“Tengo a precisare che il Piano dei Rifiuti e tutti i provvedimenti che ho assunto vanno nella relazione opposta agli automatismi imprenditoriali di soggetti privati come Arata e che non ho mai conosciuto Vito Nicastri i cui rapporti con Arata ho appreso dalla stampa”. L’assessore all’Energia Alberto Pierobon ha negato, davanti ai pm della Dda di Palermo che lo hanno sentito la scorsa settimana, ogni favoritismo nei confronti dell’ex consulente della Lega Paolo Arata, coinvolto in una indagine su tangenti alla Regione legate alla velocizzazione di procedure per le autorizzazioni di impianti di energie alternative. L’interrogatorio di Pierobon è stato depositato oggi agli atti del fascicolo dell’indagine che ha portato, all’arresto, oltre che di Arata e del figlio, anche di Vito Nicastri, che ha poi patteggiato una condanna a due anni e 6 mesi per corruzione. Nicastri, detto re dell’eolico per i suoi investimenti nel settore, è ritenuto uno dei finanziatori della latitanza del boss Matteo Messina Denaro.
Pierobon che, come emerge dall’indagine, ha avuto contatti con Arata che era interessato alla realizzazione di due impianti di biometano, ammette di aver conosciuto il faccendiere. “Ho conosciuto Paolo Arata casualmente all’assessorato all’Energia insieme al direttore generale. Si è presentato come parlamentare di Fi, ex direttore generale del ministero dell’Ambiente responsabile dell’energia per il centro destra e futuro presidente dell’Arera. Lo ritenni persona molto referenziata alla luce dei titoli che mi aveva illustrato”. I due si incontrano a maggio del 2018. Un mese dopo gli inquirenti intercettano una telefonata in cui Pierobon rassicurava Arata dicendogli: “allora domani lui firma quell’atto dovuto perché è dovuto”. “Ma finché non è… non portiamo a casa la pelle dell’orso”, concludeva l’assessore. Sentito dai pm, Pierobon ha detto di non ricordare a cosa si riferisse Arata. “Non sono in grado di ricordare il riferimento posso immaginare si riferisse alla sollecitazione di Cordaro in vista del procedimento Via”, ha risposto.
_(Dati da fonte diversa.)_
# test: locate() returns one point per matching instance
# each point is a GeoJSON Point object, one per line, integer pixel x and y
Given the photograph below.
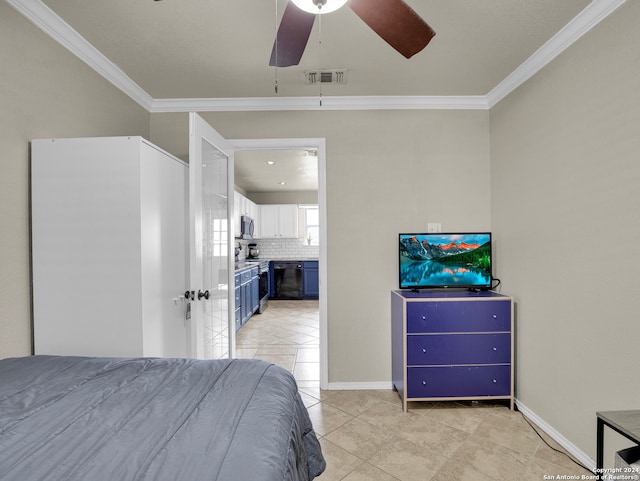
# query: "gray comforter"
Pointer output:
{"type": "Point", "coordinates": [96, 419]}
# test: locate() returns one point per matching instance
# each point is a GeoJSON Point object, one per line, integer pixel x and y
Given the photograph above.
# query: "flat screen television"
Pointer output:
{"type": "Point", "coordinates": [439, 260]}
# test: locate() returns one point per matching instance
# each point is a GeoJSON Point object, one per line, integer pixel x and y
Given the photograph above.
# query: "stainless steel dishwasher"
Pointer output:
{"type": "Point", "coordinates": [287, 279]}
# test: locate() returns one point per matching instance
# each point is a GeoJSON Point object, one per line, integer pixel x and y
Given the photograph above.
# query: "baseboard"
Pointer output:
{"type": "Point", "coordinates": [571, 448]}
{"type": "Point", "coordinates": [359, 386]}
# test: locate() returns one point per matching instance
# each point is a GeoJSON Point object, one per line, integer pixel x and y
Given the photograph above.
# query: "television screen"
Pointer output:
{"type": "Point", "coordinates": [439, 260]}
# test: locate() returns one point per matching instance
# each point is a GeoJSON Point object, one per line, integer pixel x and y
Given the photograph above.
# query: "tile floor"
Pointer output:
{"type": "Point", "coordinates": [366, 437]}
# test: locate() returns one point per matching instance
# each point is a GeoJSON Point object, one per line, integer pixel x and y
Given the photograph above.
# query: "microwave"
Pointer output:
{"type": "Point", "coordinates": [246, 227]}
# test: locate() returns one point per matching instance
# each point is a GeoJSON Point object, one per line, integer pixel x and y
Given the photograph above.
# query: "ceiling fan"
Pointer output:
{"type": "Point", "coordinates": [393, 20]}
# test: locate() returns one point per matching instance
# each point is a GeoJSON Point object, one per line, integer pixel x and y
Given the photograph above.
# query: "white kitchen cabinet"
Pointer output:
{"type": "Point", "coordinates": [278, 221]}
{"type": "Point", "coordinates": [110, 248]}
{"type": "Point", "coordinates": [244, 206]}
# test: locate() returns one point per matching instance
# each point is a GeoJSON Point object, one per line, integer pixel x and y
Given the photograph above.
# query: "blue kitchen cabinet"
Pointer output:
{"type": "Point", "coordinates": [310, 280]}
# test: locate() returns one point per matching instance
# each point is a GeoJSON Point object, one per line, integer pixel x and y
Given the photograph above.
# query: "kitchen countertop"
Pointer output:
{"type": "Point", "coordinates": [248, 264]}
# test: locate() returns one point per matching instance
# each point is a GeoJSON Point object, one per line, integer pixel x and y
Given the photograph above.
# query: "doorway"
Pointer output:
{"type": "Point", "coordinates": [319, 146]}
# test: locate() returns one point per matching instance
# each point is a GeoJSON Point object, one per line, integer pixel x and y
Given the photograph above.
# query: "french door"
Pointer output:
{"type": "Point", "coordinates": [211, 296]}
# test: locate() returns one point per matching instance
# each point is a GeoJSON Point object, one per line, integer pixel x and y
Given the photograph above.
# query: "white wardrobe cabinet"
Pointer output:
{"type": "Point", "coordinates": [109, 248]}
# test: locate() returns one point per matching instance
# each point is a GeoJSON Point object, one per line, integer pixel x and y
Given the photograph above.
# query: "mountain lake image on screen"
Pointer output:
{"type": "Point", "coordinates": [442, 260]}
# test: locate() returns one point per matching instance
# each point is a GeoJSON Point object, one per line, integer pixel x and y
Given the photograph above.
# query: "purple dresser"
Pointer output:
{"type": "Point", "coordinates": [452, 345]}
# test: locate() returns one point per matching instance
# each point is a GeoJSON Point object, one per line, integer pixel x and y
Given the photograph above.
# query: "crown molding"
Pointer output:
{"type": "Point", "coordinates": [588, 18]}
{"type": "Point", "coordinates": [50, 23]}
{"type": "Point", "coordinates": [46, 20]}
{"type": "Point", "coordinates": [315, 103]}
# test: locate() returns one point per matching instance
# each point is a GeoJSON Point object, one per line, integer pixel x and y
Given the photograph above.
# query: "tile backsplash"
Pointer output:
{"type": "Point", "coordinates": [281, 249]}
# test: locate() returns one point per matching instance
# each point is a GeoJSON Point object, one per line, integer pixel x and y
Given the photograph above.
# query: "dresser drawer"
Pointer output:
{"type": "Point", "coordinates": [430, 349]}
{"type": "Point", "coordinates": [458, 381]}
{"type": "Point", "coordinates": [466, 316]}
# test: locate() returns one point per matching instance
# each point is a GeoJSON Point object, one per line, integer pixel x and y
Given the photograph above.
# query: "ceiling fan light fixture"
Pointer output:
{"type": "Point", "coordinates": [319, 6]}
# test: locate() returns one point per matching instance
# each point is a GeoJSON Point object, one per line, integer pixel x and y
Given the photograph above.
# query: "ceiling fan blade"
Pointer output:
{"type": "Point", "coordinates": [292, 37]}
{"type": "Point", "coordinates": [396, 23]}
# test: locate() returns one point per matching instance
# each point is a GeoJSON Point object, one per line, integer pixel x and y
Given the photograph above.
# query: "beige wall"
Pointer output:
{"type": "Point", "coordinates": [565, 185]}
{"type": "Point", "coordinates": [387, 172]}
{"type": "Point", "coordinates": [44, 92]}
{"type": "Point", "coordinates": [563, 169]}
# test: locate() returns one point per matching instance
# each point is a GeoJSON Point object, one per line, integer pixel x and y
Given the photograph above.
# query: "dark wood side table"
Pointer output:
{"type": "Point", "coordinates": [626, 423]}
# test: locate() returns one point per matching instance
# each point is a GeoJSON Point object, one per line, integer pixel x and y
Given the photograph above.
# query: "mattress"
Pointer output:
{"type": "Point", "coordinates": [78, 418]}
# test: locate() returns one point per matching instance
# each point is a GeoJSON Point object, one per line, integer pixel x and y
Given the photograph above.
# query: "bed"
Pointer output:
{"type": "Point", "coordinates": [80, 418]}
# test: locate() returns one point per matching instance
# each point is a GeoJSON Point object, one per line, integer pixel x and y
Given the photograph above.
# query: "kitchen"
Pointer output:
{"type": "Point", "coordinates": [277, 229]}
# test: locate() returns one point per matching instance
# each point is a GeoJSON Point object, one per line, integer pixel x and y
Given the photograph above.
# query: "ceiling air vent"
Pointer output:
{"type": "Point", "coordinates": [325, 76]}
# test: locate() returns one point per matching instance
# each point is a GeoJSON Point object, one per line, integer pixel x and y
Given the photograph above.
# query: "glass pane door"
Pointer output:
{"type": "Point", "coordinates": [211, 268]}
{"type": "Point", "coordinates": [215, 253]}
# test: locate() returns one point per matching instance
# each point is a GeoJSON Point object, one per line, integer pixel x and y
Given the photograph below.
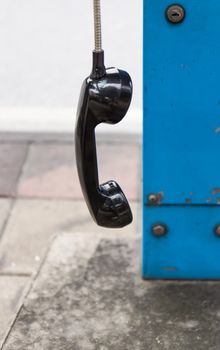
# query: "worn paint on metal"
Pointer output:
{"type": "Point", "coordinates": [181, 140]}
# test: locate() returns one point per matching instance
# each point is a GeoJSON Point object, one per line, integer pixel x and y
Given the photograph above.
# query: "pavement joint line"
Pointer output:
{"type": "Point", "coordinates": [15, 274]}
{"type": "Point", "coordinates": [5, 223]}
{"type": "Point", "coordinates": [22, 168]}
Pierobon ha anche ammesso di aver messo in contatto Arata con il collega di Giunta Toto Cordaro, assessore al Territorio “affinché si occupasse dei ritardi e delle inefficienze della commissione Via – spiega – anche se non ho mai dato per scontato che l’esito del procedimento presso la commissione Via fosse favorevole alle istanze di Arata”.
Pierobon, che non risulta indagato ed è stato sentito come teste, ha anche raccontato ai pm di avere sollecitato le pratiche di Arata come aveva fatto in passato per altri procedimenti. “A fronte delle sue perduranti lamentale sui ritardi e le inefficienze per la Solgesta (società dell’ex consulente leghista, ndr) in particolare presso la commissione Via presi contatti con l’avvocato Sessa per partecipare a una riunione con gli Arata. Coinvolsi lo staff perché Arata paventava azioni giudiziarie e denunce alla stampa contro la cattiva gestione della Regione e io volevo evitare un caso politico”. Una versione, quella dell’assessore, che cozza con quanto raccontato da Cordaro, anche lui sentito dai pm nell’ambito della stessa indagine. Cordaro ha infatti sostenuto che Pierobon più volte l’avrebbe invitato a sollecitare gli uffici competenti ad evadere la pratica di Arata. “L’impressione che ebbi – ha spiegato – è che Pierobon desse per scontato che la commissione si esprimesse nei termini voluti da Arata. Una volta Pierobon, insieme a Paolo Arata, mi venne a trovare all’inizio di una seduta parlamentare chiedendomi ancora una volta della pratica pendente e sollecitandomene ancora una volta la definizione”. Non è escluso che per avere un quadro più chiaro e dirimere i contrasti tra le due versioni dei fatti la Procura disponga un confronto tra i due assessori.